Err, no they don't. Clearly an object of the type can hold a value
outside TYPE_MIN_VALUE/TYPE_MAX_VALUE at runtime. That IMHO means
that TYPE_MIN_VALUE/TYPE_MAX_VALUE do not reflect reality.
What does "can" mean here? If it means "is physically capable of", then
TYPE_MIN_VALUE and TYPE_MAX_VALUE have no meaning an any context.
I interpret "can" as meaning "is allowed to according to the semantics
of the language", meaning that if the value is outside that range, it's
an invalid (technicallly "erroneous" in Ada terminology).
Having a consistent TYPE_MIN_VALUE and TYPE_MAX_VALUE in no way
prohibits you from implementing these tests.
Of course it doesn't! I was agreeing with you. I was also separating
the issue of those tests from the issue at hand.
OK, so then we can claim the Ada code in question in bogus? Or at
least put the burden of proving the code is correct back in your
court? I've clearly showed that VRP is "miscompiling" the code
because of the bogus values for TYPE_MAX_VALUE. But if you claim that
having a value outside TYPE_MAX_VALUE is invalid according to the
language, then the source code must be incorrect.
No, I don't think the Ada code in question is bogus. My understanding
of this thread is that somebody (either the Ada front end, gimplification,
or the optimizer) is breaking the type-correctness of the tree.

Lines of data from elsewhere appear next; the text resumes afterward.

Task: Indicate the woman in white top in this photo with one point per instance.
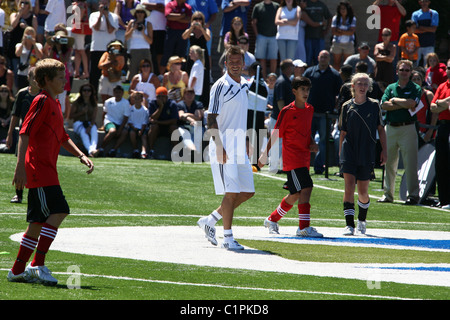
(198, 70)
(145, 81)
(287, 18)
(139, 33)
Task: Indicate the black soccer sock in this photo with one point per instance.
(363, 208)
(349, 212)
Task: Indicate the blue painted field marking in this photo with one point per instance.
(420, 243)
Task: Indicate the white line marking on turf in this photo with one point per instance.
(234, 287)
(155, 215)
(187, 245)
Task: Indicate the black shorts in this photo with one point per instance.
(360, 172)
(298, 179)
(44, 201)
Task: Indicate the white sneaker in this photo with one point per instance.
(21, 277)
(273, 226)
(41, 274)
(210, 232)
(232, 245)
(349, 231)
(309, 232)
(361, 227)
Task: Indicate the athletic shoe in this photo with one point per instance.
(21, 277)
(210, 232)
(361, 227)
(309, 232)
(273, 226)
(349, 231)
(16, 199)
(41, 274)
(233, 245)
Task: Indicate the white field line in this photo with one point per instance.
(228, 287)
(234, 218)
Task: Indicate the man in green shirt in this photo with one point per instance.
(400, 100)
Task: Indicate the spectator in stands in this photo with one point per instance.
(2, 26)
(60, 47)
(343, 26)
(175, 80)
(116, 111)
(6, 104)
(436, 72)
(232, 9)
(137, 125)
(29, 52)
(84, 116)
(123, 11)
(191, 114)
(56, 13)
(209, 9)
(424, 115)
(441, 105)
(408, 43)
(391, 13)
(163, 118)
(178, 15)
(266, 46)
(80, 29)
(104, 25)
(22, 103)
(315, 35)
(199, 35)
(19, 22)
(384, 54)
(41, 15)
(401, 132)
(237, 30)
(362, 55)
(197, 73)
(158, 21)
(6, 75)
(427, 21)
(139, 36)
(111, 63)
(145, 81)
(287, 19)
(326, 84)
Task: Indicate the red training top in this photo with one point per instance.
(442, 92)
(294, 126)
(44, 124)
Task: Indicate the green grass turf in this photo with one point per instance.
(177, 191)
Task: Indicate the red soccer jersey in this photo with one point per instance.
(44, 124)
(294, 125)
(442, 92)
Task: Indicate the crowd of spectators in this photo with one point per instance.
(156, 44)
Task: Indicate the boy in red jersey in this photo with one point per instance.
(294, 126)
(41, 138)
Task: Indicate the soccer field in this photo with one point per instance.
(132, 235)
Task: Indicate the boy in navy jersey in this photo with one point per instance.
(294, 126)
(41, 137)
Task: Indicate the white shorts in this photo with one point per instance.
(232, 178)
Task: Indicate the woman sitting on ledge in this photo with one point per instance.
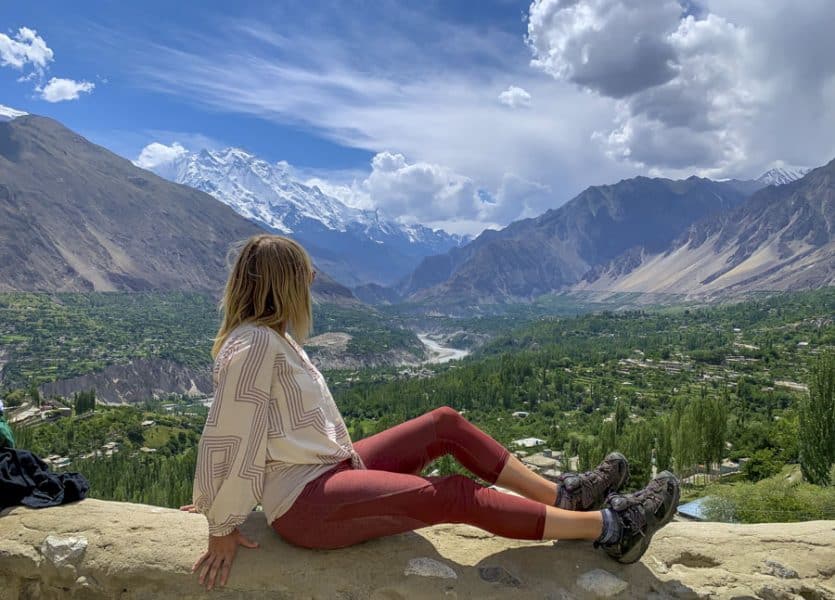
(274, 436)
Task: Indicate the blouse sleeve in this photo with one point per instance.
(229, 478)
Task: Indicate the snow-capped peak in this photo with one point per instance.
(271, 195)
(7, 113)
(782, 174)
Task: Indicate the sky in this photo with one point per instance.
(452, 113)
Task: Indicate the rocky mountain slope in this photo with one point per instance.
(101, 550)
(76, 217)
(555, 250)
(355, 246)
(782, 238)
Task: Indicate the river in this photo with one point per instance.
(439, 353)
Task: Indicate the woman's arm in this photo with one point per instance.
(232, 452)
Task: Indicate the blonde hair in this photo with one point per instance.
(269, 284)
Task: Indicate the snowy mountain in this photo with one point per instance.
(355, 246)
(8, 113)
(782, 175)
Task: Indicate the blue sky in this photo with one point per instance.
(427, 109)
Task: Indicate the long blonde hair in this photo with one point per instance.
(269, 284)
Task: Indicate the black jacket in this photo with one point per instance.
(25, 479)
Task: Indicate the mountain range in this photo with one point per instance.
(76, 217)
(693, 236)
(355, 246)
(781, 238)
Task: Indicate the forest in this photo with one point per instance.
(684, 388)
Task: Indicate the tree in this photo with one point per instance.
(817, 424)
(34, 394)
(621, 415)
(761, 465)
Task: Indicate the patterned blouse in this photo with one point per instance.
(272, 428)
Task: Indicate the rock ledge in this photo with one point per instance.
(96, 550)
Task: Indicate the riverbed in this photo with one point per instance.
(439, 353)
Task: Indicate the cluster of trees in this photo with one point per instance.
(817, 424)
(84, 401)
(578, 381)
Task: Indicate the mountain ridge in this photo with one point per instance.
(346, 241)
(76, 217)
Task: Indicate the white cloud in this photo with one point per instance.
(155, 155)
(691, 88)
(515, 97)
(29, 51)
(429, 193)
(25, 49)
(622, 87)
(59, 89)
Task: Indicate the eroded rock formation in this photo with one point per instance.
(95, 550)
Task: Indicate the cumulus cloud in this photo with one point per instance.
(25, 50)
(515, 97)
(614, 47)
(691, 86)
(59, 89)
(435, 195)
(682, 82)
(419, 192)
(156, 155)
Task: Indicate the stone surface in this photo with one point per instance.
(138, 552)
(498, 575)
(601, 584)
(772, 567)
(429, 567)
(61, 551)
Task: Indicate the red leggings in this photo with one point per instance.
(345, 506)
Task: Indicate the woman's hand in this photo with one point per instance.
(219, 557)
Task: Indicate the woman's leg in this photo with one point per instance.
(411, 446)
(348, 506)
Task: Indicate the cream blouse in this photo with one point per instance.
(272, 428)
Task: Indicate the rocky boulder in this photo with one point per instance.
(96, 550)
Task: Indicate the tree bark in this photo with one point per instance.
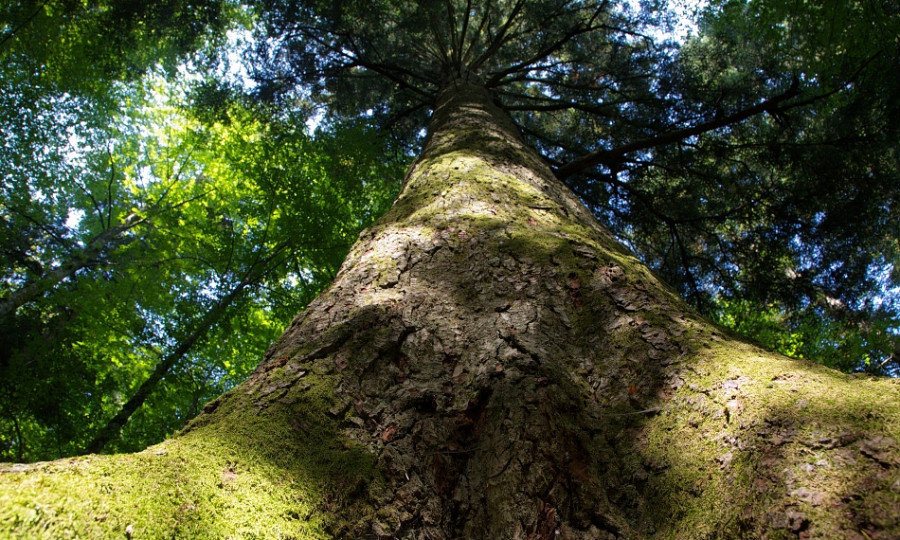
(505, 369)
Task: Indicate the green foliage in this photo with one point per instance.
(182, 238)
(162, 217)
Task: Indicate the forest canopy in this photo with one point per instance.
(166, 207)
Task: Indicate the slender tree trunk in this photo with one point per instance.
(101, 244)
(212, 317)
(490, 363)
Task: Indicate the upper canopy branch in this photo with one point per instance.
(774, 105)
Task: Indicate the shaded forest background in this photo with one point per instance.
(179, 180)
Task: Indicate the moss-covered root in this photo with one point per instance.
(759, 446)
(278, 472)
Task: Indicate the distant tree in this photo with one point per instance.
(490, 362)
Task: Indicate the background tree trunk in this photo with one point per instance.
(490, 363)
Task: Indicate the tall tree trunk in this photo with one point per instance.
(491, 363)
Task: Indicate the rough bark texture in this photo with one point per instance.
(490, 363)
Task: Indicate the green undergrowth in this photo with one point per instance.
(279, 473)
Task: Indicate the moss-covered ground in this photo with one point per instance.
(278, 472)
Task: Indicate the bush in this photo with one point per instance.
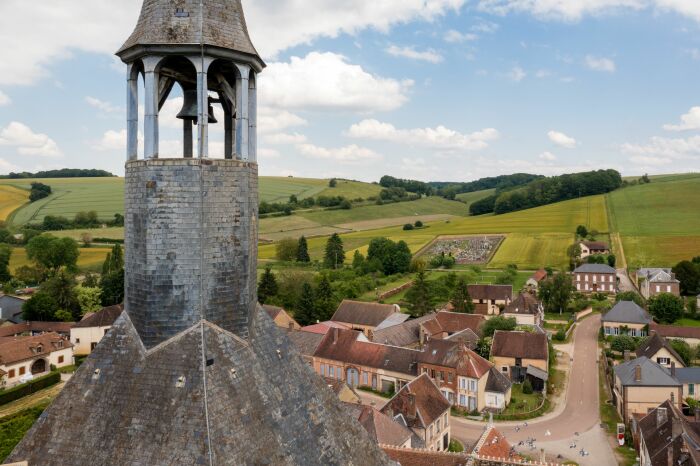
(28, 388)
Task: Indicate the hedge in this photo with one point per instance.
(28, 388)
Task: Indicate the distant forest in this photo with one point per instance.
(548, 191)
(62, 173)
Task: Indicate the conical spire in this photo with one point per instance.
(218, 23)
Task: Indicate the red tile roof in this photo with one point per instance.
(419, 401)
(523, 345)
(17, 349)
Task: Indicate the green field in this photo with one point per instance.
(659, 223)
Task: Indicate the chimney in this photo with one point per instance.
(412, 405)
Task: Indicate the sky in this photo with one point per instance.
(435, 90)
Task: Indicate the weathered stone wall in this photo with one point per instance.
(191, 245)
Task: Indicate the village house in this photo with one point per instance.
(595, 278)
(593, 248)
(641, 385)
(465, 379)
(489, 300)
(423, 409)
(657, 349)
(533, 283)
(383, 429)
(86, 334)
(23, 358)
(368, 317)
(627, 318)
(521, 355)
(656, 281)
(280, 317)
(526, 309)
(667, 437)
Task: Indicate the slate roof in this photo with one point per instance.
(430, 403)
(362, 313)
(13, 350)
(343, 345)
(651, 345)
(411, 457)
(627, 312)
(492, 292)
(222, 23)
(102, 318)
(497, 382)
(523, 345)
(524, 303)
(263, 405)
(383, 429)
(653, 375)
(595, 268)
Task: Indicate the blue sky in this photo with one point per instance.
(428, 89)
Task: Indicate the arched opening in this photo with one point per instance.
(38, 366)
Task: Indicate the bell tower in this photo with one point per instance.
(191, 228)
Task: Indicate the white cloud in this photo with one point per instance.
(439, 138)
(429, 55)
(27, 142)
(562, 139)
(600, 64)
(456, 37)
(517, 74)
(284, 138)
(689, 121)
(102, 106)
(347, 154)
(326, 81)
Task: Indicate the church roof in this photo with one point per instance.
(220, 23)
(204, 396)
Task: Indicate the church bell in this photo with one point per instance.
(189, 108)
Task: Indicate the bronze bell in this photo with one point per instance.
(189, 107)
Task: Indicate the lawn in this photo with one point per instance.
(659, 223)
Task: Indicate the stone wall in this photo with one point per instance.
(191, 245)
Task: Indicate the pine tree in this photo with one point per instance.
(460, 299)
(335, 254)
(419, 297)
(306, 312)
(303, 251)
(267, 288)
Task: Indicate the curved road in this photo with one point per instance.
(581, 412)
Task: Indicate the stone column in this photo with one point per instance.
(132, 112)
(242, 112)
(253, 119)
(151, 108)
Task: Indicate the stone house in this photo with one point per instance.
(86, 334)
(24, 358)
(641, 385)
(421, 407)
(368, 317)
(280, 317)
(592, 248)
(657, 349)
(465, 379)
(595, 278)
(526, 309)
(489, 300)
(521, 355)
(656, 281)
(627, 318)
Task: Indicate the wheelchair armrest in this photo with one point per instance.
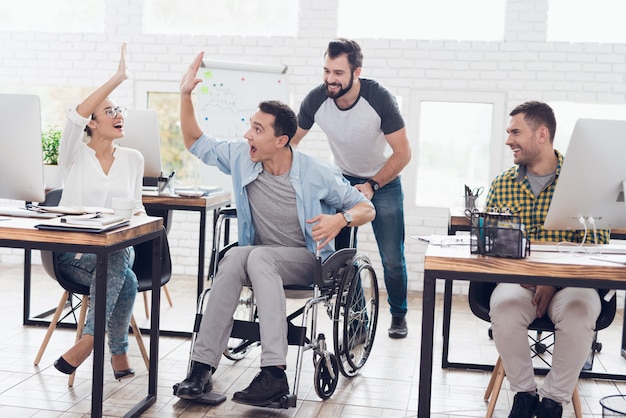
(333, 266)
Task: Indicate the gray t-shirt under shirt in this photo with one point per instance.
(539, 183)
(274, 216)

Which implies that TYPE_MIN_VALUE/TYPE_MAX_VALUE need to reflect the
set of values which can be placed into the object by way of an
unchecked conversion.
No, because in the absence of a 'Value, the unchecked conversion must
*also* produce a value in the range to be non-erroneous. The *only*
case we need to worry about is an object that is *both* the target of
an unchecked conversion *and* the operand of a 'Valid. That applies
to an exceedingly tiny number of objects and they should not drive the
entire type system, as I said. Instead, what we need to do is define
some tree node (or flag) that tells VRP "don't deduce any value
through this node". That's enough to handle this rare case.
No they are not. The ADa front-end says that an object of a particular
type as a set of values [x .. y]. However, at runtime the object is
allowed to have values outside that range.
Not for the normal meaning of "allowed". With the single exception above,
a program is erroneous if, at run time, the values are otuside that range.